US 12,443,859 B2
Dialogue model training method and device therefor
Seok Jun Seo, Seoul (KR); Seung Ju Han, Seoul (KR); Beom Su Kim, Seoul (KR); Bu Ru Chang, Seoul (KR); and Enkhbayar Erdenee, Seoul (KR)
Assigned to Hyperconnect LLC, Dallas, TX (US)
Filed by Hyperconnect LLC, Seoul (KR)
Filed on Jun. 17, 2022, as Appl. No. 17/807,653.
Claims priority of application No. 10-2021-0112541 (KR), filed on Aug. 25, 2021; and application No. 10-2021-0161615 (KR), filed on Nov. 22, 2021.
Prior Publication US 2023/0080930 A1, Mar. 16, 2023
Int. Cl. G06N 5/022 (2023.01); G06F 16/3329 (2025.01); G06F 40/35 (2020.01); G06N 3/0455 (2023.01); G06N 3/096 (2023.01)

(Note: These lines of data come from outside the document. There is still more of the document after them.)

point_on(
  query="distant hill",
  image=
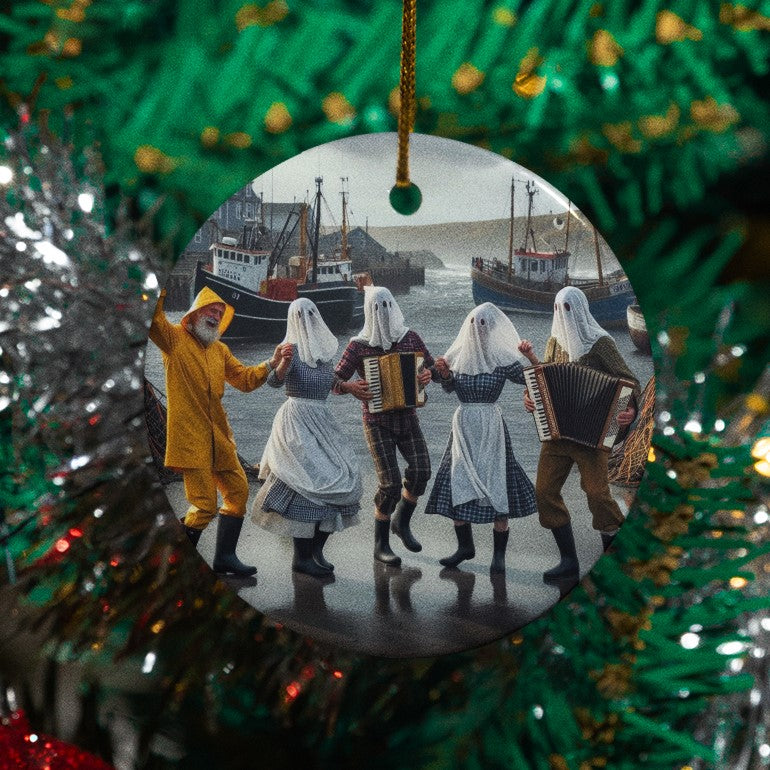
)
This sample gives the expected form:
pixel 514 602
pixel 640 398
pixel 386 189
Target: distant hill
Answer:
pixel 458 243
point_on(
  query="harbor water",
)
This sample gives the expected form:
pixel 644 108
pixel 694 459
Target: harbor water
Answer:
pixel 414 610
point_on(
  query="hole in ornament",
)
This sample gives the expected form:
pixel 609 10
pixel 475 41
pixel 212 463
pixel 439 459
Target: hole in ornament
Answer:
pixel 492 243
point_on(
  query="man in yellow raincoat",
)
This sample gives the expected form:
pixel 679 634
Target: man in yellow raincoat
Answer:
pixel 199 440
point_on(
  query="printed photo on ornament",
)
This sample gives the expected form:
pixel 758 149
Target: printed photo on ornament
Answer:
pixel 401 435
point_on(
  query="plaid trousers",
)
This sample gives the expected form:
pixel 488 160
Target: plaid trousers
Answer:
pixel 409 441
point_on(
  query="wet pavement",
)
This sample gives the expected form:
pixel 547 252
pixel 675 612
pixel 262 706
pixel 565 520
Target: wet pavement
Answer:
pixel 418 609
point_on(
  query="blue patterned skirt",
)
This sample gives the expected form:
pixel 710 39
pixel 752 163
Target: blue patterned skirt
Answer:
pixel 279 509
pixel 521 492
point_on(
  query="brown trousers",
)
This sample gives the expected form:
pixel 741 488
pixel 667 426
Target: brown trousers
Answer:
pixel 556 461
pixel 200 489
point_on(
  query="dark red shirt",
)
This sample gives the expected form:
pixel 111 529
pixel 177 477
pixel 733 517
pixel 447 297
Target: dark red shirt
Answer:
pixel 352 362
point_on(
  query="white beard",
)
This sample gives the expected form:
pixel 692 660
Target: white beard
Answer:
pixel 204 332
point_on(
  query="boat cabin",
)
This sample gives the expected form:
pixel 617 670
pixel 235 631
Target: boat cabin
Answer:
pixel 244 266
pixel 542 267
pixel 327 270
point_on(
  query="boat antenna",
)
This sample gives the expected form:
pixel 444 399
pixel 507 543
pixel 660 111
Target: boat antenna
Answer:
pixel 510 237
pixel 531 192
pixel 598 257
pixel 566 235
pixel 317 224
pixel 344 227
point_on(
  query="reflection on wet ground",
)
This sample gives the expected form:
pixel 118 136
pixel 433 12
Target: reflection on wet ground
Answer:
pixel 418 609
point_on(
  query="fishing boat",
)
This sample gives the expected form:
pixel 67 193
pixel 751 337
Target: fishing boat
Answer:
pixel 532 277
pixel 246 277
pixel 637 329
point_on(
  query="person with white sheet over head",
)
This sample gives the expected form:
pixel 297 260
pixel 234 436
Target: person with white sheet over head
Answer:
pixel 312 476
pixel 577 337
pixel 479 480
pixel 387 433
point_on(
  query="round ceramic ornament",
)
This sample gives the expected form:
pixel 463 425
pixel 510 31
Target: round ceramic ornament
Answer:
pixel 403 434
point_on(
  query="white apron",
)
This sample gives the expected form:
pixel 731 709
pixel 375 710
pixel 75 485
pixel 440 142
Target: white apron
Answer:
pixel 310 455
pixel 478 456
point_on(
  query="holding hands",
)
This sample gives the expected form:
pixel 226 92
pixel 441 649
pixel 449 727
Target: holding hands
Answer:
pixel 282 358
pixel 442 367
pixel 526 348
pixel 358 388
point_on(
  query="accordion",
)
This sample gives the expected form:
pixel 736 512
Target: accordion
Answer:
pixel 578 403
pixel 393 382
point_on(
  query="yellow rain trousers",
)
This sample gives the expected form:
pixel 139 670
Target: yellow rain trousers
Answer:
pixel 199 439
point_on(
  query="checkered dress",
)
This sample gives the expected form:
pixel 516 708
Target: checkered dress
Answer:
pixel 483 388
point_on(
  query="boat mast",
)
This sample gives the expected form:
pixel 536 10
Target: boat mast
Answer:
pixel 566 244
pixel 598 258
pixel 303 230
pixel 344 231
pixel 510 238
pixel 566 235
pixel 531 190
pixel 317 223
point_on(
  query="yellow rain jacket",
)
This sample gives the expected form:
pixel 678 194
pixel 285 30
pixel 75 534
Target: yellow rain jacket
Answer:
pixel 198 433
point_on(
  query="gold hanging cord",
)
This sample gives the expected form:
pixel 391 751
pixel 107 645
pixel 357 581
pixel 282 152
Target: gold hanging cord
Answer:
pixel 406 90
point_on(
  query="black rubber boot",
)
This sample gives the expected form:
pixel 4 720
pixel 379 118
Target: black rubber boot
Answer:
pixel 303 558
pixel 193 534
pixel 319 541
pixel 607 538
pixel 500 540
pixel 400 524
pixel 382 550
pixel 225 560
pixel 465 549
pixel 568 567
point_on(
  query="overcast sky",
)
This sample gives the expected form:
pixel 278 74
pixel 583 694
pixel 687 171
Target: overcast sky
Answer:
pixel 459 182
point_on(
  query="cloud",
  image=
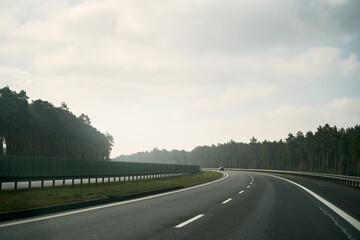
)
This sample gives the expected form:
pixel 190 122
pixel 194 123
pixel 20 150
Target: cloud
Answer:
pixel 177 74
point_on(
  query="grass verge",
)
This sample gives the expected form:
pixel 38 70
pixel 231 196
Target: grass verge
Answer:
pixel 11 200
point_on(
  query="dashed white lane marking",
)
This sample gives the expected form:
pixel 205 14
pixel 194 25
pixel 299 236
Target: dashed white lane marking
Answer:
pixel 226 201
pixel 35 219
pixel 189 221
pixel 355 223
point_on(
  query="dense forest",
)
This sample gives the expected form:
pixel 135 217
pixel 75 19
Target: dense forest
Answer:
pixel 42 130
pixel 329 149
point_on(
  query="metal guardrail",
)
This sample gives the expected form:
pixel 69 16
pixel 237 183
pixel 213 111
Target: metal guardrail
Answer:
pixel 341 179
pixel 29 169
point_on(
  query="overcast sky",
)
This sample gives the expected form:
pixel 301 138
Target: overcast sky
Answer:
pixel 180 74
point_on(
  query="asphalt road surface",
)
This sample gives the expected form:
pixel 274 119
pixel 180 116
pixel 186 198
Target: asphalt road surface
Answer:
pixel 242 206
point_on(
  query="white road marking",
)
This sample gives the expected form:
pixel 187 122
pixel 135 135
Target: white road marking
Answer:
pixel 35 219
pixel 355 223
pixel 226 201
pixel 189 221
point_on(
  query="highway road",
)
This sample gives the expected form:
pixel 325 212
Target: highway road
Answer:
pixel 242 206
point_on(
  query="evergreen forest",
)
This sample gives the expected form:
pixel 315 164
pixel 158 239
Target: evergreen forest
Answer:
pixel 329 150
pixel 42 130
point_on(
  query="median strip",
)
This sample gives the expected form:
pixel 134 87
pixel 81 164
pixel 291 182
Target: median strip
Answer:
pixel 189 221
pixel 226 201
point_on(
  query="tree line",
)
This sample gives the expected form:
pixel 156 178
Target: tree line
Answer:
pixel 328 149
pixel 40 129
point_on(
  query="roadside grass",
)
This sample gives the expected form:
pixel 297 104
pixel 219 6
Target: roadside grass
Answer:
pixel 11 200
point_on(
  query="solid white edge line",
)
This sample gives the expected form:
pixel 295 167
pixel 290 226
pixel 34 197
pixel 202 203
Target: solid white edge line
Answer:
pixel 226 201
pixel 355 223
pixel 189 221
pixel 17 222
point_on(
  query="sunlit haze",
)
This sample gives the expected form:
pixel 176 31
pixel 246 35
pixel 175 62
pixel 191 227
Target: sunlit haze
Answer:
pixel 180 74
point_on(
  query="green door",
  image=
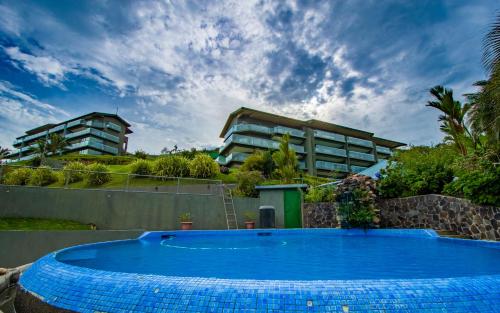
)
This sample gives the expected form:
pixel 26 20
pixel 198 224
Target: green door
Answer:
pixel 293 218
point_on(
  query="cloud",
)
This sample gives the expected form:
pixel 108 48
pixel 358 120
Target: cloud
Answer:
pixel 177 70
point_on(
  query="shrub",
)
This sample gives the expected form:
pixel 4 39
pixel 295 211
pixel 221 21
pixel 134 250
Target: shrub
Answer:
pixel 321 194
pixel 140 154
pixel 98 174
pixel 141 167
pixel 203 166
pixel 246 182
pixel 74 172
pixel 418 171
pixel 42 176
pixel 19 176
pixel 171 166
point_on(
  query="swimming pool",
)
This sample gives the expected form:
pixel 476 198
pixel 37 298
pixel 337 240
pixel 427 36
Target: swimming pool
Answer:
pixel 317 270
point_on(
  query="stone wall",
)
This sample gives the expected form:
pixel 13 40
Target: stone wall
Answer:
pixel 441 213
pixel 428 211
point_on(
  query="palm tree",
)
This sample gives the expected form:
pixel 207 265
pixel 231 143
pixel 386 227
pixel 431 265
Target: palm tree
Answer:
pixel 453 117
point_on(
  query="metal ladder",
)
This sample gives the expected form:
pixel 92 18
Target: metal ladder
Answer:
pixel 227 198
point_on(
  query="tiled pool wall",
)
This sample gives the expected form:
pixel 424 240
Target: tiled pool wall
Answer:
pixel 88 290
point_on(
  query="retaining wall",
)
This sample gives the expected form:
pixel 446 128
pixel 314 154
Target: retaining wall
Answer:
pixel 427 211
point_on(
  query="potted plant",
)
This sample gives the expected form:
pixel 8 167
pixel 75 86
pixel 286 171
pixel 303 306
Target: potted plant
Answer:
pixel 249 219
pixel 186 222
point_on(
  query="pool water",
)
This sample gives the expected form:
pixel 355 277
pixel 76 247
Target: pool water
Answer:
pixel 275 256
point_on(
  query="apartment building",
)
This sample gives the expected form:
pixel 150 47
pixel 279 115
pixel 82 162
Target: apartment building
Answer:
pixel 323 149
pixel 95 133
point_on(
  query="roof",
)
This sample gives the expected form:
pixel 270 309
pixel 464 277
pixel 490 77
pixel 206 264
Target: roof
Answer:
pixel 98 114
pixel 313 123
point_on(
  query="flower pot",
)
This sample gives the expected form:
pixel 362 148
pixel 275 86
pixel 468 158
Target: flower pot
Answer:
pixel 186 225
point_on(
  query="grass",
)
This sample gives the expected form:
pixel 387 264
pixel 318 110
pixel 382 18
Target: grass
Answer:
pixel 15 223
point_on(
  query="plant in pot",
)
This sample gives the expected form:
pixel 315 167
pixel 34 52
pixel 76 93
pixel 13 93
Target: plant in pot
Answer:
pixel 186 221
pixel 250 219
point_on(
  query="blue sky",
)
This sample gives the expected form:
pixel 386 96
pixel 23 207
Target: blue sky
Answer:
pixel 175 71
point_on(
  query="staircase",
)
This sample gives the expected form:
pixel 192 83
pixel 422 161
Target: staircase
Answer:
pixel 227 198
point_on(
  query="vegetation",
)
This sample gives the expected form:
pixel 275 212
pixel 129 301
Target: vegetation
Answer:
pixel 185 217
pixel 19 176
pixel 247 182
pixel 171 166
pixel 285 160
pixel 141 167
pixel 42 176
pixel 14 223
pixel 203 166
pixel 74 172
pixel 98 174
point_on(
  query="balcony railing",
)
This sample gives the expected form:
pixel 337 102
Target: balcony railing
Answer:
pixel 257 142
pixel 361 156
pixel 360 142
pixel 287 130
pixel 93 143
pixel 384 150
pixel 331 166
pixel 329 136
pixel 330 150
pixel 357 169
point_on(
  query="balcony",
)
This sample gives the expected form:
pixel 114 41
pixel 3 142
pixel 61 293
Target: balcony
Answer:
pixel 287 130
pixel 361 156
pixel 93 143
pixel 330 151
pixel 384 150
pixel 329 136
pixel 94 132
pixel 330 166
pixel 360 142
pixel 257 142
pixel 357 169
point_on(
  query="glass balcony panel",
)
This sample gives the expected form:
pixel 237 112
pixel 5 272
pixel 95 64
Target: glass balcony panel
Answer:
pixel 361 156
pixel 357 169
pixel 329 135
pixel 331 166
pixel 385 150
pixel 330 150
pixel 359 142
pixel 287 130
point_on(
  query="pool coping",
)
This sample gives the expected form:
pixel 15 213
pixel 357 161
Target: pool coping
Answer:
pixel 88 290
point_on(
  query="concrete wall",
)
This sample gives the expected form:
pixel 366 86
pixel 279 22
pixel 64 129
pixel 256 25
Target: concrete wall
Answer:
pixel 21 247
pixel 119 209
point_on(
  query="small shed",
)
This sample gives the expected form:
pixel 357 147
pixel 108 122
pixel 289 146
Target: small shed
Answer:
pixel 287 201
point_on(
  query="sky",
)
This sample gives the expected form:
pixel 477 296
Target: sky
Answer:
pixel 176 69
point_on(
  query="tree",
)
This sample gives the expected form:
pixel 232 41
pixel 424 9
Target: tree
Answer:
pixel 4 152
pixel 453 117
pixel 285 160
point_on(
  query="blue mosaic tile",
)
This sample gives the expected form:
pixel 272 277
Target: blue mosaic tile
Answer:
pixel 89 290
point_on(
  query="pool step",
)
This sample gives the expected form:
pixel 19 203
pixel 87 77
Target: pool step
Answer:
pixel 227 199
pixel 451 234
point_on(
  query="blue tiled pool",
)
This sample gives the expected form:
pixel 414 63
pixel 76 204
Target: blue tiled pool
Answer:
pixel 316 270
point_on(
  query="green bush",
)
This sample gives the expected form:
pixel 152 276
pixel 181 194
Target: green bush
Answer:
pixel 42 176
pixel 321 194
pixel 418 171
pixel 74 172
pixel 19 176
pixel 203 166
pixel 98 174
pixel 246 182
pixel 171 166
pixel 141 167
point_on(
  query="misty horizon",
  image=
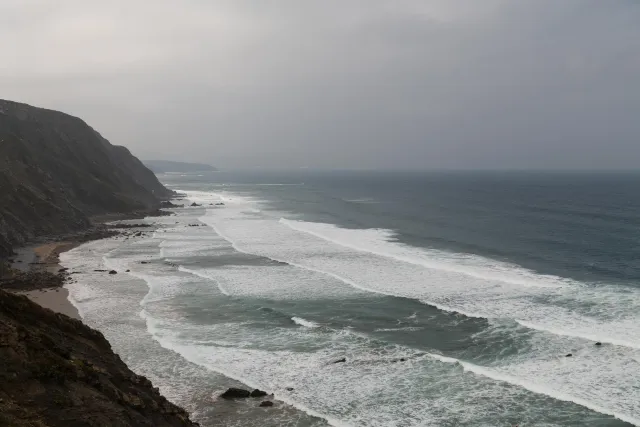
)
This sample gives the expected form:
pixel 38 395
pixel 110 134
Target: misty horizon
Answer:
pixel 404 85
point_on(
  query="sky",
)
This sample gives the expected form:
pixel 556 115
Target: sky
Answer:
pixel 339 84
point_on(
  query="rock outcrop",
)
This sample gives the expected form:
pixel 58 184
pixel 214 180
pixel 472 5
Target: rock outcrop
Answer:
pixel 56 371
pixel 56 172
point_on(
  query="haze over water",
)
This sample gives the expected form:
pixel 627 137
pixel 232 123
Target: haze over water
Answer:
pixel 454 297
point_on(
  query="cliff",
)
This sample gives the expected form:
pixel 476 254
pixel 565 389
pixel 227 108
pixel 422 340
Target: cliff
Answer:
pixel 56 371
pixel 56 172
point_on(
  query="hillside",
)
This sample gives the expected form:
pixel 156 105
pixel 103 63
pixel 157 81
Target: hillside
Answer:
pixel 163 166
pixel 56 371
pixel 56 172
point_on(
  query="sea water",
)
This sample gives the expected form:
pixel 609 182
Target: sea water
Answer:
pixel 455 298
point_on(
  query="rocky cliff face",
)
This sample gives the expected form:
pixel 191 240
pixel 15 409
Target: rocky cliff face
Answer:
pixel 56 171
pixel 55 371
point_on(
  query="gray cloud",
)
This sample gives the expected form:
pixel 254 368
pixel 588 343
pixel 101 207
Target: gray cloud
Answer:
pixel 339 84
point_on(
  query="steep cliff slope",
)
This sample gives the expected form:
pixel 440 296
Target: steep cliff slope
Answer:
pixel 55 371
pixel 56 171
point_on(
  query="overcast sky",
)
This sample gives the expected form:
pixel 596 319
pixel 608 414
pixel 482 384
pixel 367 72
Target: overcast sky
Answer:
pixel 417 84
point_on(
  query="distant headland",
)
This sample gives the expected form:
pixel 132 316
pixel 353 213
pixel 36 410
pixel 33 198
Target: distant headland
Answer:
pixel 163 166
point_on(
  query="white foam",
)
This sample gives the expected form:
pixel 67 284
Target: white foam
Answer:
pixel 303 322
pixel 372 260
pixel 205 276
pixel 320 265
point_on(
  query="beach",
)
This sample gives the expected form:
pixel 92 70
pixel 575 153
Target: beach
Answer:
pixel 46 257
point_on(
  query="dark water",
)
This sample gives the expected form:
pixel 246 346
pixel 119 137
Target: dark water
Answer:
pixel 454 297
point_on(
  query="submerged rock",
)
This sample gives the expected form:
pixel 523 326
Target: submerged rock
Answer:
pixel 258 393
pixel 235 393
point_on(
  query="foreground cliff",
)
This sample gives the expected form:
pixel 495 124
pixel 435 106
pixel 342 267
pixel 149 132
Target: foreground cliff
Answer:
pixel 56 371
pixel 56 172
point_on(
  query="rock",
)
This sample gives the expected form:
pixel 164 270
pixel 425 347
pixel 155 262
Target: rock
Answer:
pixel 60 372
pixel 258 393
pixel 235 393
pixel 169 205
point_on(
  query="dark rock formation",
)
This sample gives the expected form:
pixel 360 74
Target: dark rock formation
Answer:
pixel 167 204
pixel 235 393
pixel 56 172
pixel 57 372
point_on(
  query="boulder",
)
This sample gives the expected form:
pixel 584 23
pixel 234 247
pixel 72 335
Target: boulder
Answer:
pixel 258 393
pixel 235 393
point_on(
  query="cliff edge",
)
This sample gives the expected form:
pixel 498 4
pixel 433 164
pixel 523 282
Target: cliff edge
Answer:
pixel 56 172
pixel 56 371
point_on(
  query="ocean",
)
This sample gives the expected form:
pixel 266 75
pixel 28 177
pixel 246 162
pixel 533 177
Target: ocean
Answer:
pixel 456 299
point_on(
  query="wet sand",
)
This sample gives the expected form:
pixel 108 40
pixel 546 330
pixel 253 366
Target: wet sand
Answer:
pixel 46 256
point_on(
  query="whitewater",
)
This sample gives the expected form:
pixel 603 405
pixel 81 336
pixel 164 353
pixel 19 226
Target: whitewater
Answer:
pixel 264 297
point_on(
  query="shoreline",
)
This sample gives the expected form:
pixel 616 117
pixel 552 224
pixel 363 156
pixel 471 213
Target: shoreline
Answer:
pixel 46 257
pixel 42 278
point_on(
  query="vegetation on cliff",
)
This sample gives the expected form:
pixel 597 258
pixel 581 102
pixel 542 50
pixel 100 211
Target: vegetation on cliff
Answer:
pixel 56 172
pixel 56 371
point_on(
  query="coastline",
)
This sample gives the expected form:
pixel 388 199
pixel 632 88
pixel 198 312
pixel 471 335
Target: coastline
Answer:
pixel 45 257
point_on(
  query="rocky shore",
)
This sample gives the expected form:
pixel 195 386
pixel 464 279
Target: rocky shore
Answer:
pixel 56 371
pixel 60 181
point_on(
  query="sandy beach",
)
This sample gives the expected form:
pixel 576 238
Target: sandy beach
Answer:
pixel 46 256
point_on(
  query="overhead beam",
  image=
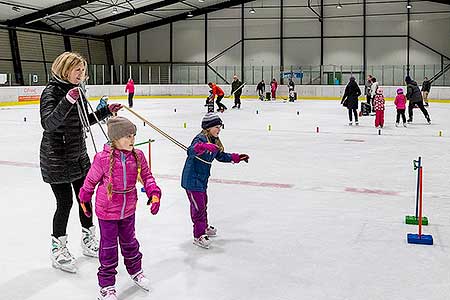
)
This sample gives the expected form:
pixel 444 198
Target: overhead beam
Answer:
pixel 124 15
pixel 20 21
pixel 179 17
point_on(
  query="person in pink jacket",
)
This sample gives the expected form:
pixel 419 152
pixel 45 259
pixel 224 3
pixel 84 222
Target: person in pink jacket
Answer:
pixel 378 104
pixel 115 170
pixel 273 88
pixel 130 89
pixel 400 104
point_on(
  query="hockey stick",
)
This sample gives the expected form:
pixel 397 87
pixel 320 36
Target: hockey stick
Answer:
pixel 179 144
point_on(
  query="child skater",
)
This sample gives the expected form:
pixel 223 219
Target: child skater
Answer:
pixel 205 147
pixel 116 170
pixel 210 101
pixel 400 104
pixel 378 104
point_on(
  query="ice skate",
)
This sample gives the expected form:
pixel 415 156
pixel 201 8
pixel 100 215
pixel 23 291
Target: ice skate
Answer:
pixel 202 241
pixel 89 242
pixel 107 293
pixel 141 281
pixel 61 257
pixel 211 231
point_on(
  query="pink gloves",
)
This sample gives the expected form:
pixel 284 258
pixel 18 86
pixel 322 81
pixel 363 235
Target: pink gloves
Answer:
pixel 236 158
pixel 155 204
pixel 200 148
pixel 73 95
pixel 115 107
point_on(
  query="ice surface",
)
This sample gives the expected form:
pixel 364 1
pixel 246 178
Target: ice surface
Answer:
pixel 337 233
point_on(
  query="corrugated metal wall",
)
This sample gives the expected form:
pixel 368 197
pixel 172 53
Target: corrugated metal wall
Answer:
pixel 32 57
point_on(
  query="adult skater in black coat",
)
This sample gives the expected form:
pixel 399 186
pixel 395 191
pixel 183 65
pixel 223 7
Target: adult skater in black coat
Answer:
pixel 350 100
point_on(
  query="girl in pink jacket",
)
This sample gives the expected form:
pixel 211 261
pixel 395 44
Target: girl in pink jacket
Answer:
pixel 130 89
pixel 400 104
pixel 378 104
pixel 115 170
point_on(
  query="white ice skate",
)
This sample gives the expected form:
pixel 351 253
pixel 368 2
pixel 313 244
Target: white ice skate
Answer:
pixel 211 231
pixel 89 242
pixel 61 257
pixel 107 293
pixel 202 241
pixel 141 281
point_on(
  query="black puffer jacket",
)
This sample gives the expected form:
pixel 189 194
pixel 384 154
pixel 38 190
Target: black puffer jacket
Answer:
pixel 413 93
pixel 63 154
pixel 352 92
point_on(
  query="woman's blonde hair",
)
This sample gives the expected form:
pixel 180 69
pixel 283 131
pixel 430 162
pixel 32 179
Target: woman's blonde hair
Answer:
pixel 213 140
pixel 66 62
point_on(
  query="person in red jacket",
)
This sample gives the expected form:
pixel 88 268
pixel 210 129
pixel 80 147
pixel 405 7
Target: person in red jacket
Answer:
pixel 217 91
pixel 130 89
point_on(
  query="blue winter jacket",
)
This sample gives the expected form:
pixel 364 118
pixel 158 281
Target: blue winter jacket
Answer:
pixel 196 172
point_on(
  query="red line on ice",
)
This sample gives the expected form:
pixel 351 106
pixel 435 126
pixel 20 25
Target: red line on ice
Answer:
pixel 367 191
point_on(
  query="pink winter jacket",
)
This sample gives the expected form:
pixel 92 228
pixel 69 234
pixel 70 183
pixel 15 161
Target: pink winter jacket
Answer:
pixel 130 87
pixel 122 204
pixel 400 101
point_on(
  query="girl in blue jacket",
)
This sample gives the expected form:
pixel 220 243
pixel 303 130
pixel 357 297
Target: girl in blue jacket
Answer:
pixel 205 147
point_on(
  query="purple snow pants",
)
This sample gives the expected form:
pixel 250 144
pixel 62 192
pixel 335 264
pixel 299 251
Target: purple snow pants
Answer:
pixel 199 217
pixel 110 230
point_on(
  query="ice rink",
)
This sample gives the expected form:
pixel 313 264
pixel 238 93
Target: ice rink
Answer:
pixel 311 216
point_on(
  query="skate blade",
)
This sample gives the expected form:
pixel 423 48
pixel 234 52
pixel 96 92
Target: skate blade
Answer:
pixel 200 245
pixel 71 269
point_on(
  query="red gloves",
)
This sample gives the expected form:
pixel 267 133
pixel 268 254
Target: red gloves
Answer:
pixel 73 95
pixel 200 148
pixel 236 158
pixel 115 107
pixel 154 204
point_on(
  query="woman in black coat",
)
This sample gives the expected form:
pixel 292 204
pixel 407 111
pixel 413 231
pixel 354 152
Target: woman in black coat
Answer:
pixel 350 99
pixel 64 160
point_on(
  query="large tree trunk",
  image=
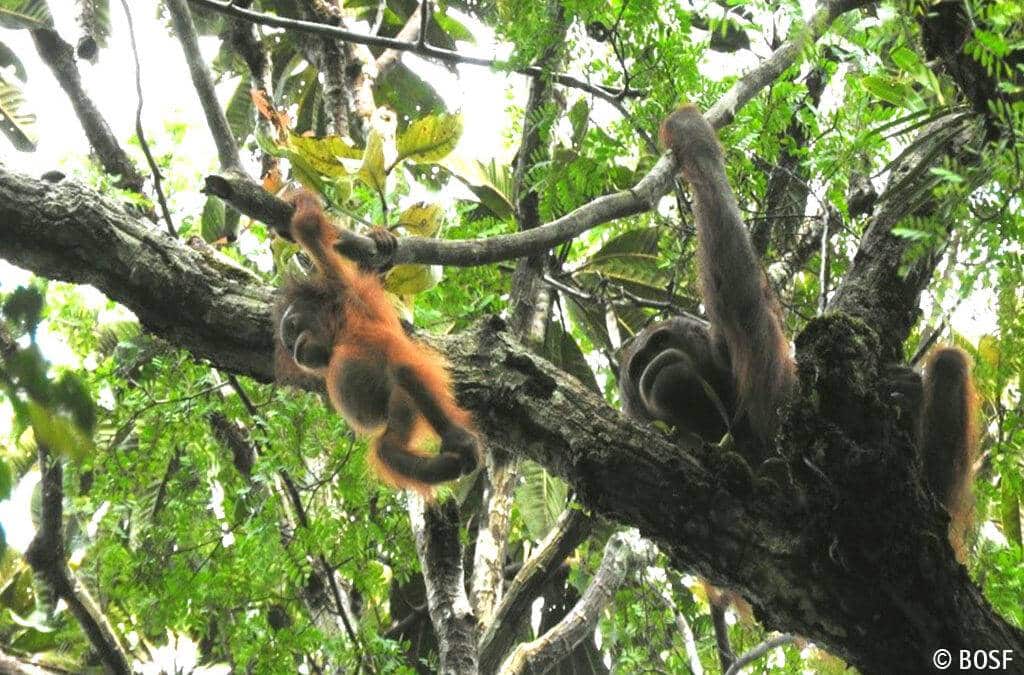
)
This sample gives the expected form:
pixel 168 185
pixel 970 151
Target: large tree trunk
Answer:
pixel 835 538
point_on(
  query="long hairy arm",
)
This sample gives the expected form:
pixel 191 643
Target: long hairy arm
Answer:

CPC G06N 5/022 (2013.01) [G06F 16/3329 (2019.01); G06F 40/35 (2020.01); G06N 3/096 (2023.01); G06N 3/0455 (2023.01)] 15 Claims
OG exemplary drawing
 
1. A method of training a dialogue model in an electronic device, the method comprising:
selecting a first context from a first dialogue data set including at least one pair of a context and a response corresponding to the context;
generating a first response corresponding to the first context through a first dialogue model, wherein the first dialogue model is a generative-based dialogue model that generates a response to a given context;
generating an augmented dialogue dataset by incorporating a pair of the first context and the first response corresponding to the first context into the first dialogue data set;
generating an augmented response set including a response of the first dialogue data set and the first response; and
training a second dialogue model based on the augmented dialogue dataset, wherein the second dialogue model is a retrieval-based dialogue model that searches for a response to the given context, wherein the training comprises:
acquiring a response set including a first response subset corresponding to a second context included in the augmented dialogue dataset and a second response subset selected arbitrarily,
calculating a first score for a response included in the response set with respect to the second context based on the first dialogue model,
calculating a second score for a response included in the response set with respect to the second context based on the second dialogue model, and
training the second dialogue model based on the first score and the second score.